When Odge was young, his sister "couldn't pronounce Edjew, which was Polish for Edwin, so she would say 'Odge,'" Diaz said.
Boksa and his wife, Juana, owned the corner building at Damen and Superior where Odge's is located and have been involved in community organizations and employing local youth for the entire time the restaurant has existed, Diaz said.
"He gets people from the neighborhood to work there. He only hires people he knows," Diaz said.
Boksa maintained a constant presence at Odge's, even when he began suffering from complications from diabetes over the past 10 years, Diaz said.
Diaz described his uncle as "an average-size man with a big sweet tooth: He did what he wanted, and he didn't believe in doctors."

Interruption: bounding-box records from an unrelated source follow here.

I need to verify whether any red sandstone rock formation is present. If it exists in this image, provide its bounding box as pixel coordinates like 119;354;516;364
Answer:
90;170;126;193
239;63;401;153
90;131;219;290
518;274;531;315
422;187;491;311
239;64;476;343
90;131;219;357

"He would call us in the middle of the night if he saw anything suspicious," said Heibel, who has operated her business across from Odge's for 20 years.
Heibel recalled one night when a light was left on in one of Sprout's delivery trucks, and Boksa not only called police but he waited until they arrived to make sure everything was OK.
"He was scared there was a break-in and was looking out for us," Heibel said of Boksa, who she said was "a facet in the neighborhood."
Sympathies are pouring in on Odge's Facebook page "wall."
Javier "Harv" Roman, a local resident who lives two blocks from Odge's, wrote that he was "very careful not to walk in front of Odge's" if he was carrying a McDonald's bag and Odge was sitting on the front step.
About 20 years ago, a McDonald's opened less than one block from Odge's, at the northwest corner of Damen and Chicago avenues.
"Food is food but when you came in [to Odge's] you'd see Odge, you'd see his wife, you'd see his kids. Odge's was one of those places that lasted and did not change, with the booths and the black and white photos on the walls," Roman said in a telephone interview.
Roman grew up in the neighborhood and worked as a program director for the Boy's and Girl's Club.
"I would tell him how many kids we had to feed and he would type up all the sandwiches and then just say, 'Give me $20 bucks.' It was always much less. He never gave us the actual rate," Roman said.
Roman said Odge "was more than just a neighbor. He was family, he was a friend. He was a great character who represented West Town well ... before it was known as West Town."
In addition his wife, Juana, two sons, a daughter and three grandchildren, Boka is survived by several nieces, nephews and friends. Services were held Wednesday. The burial will be private.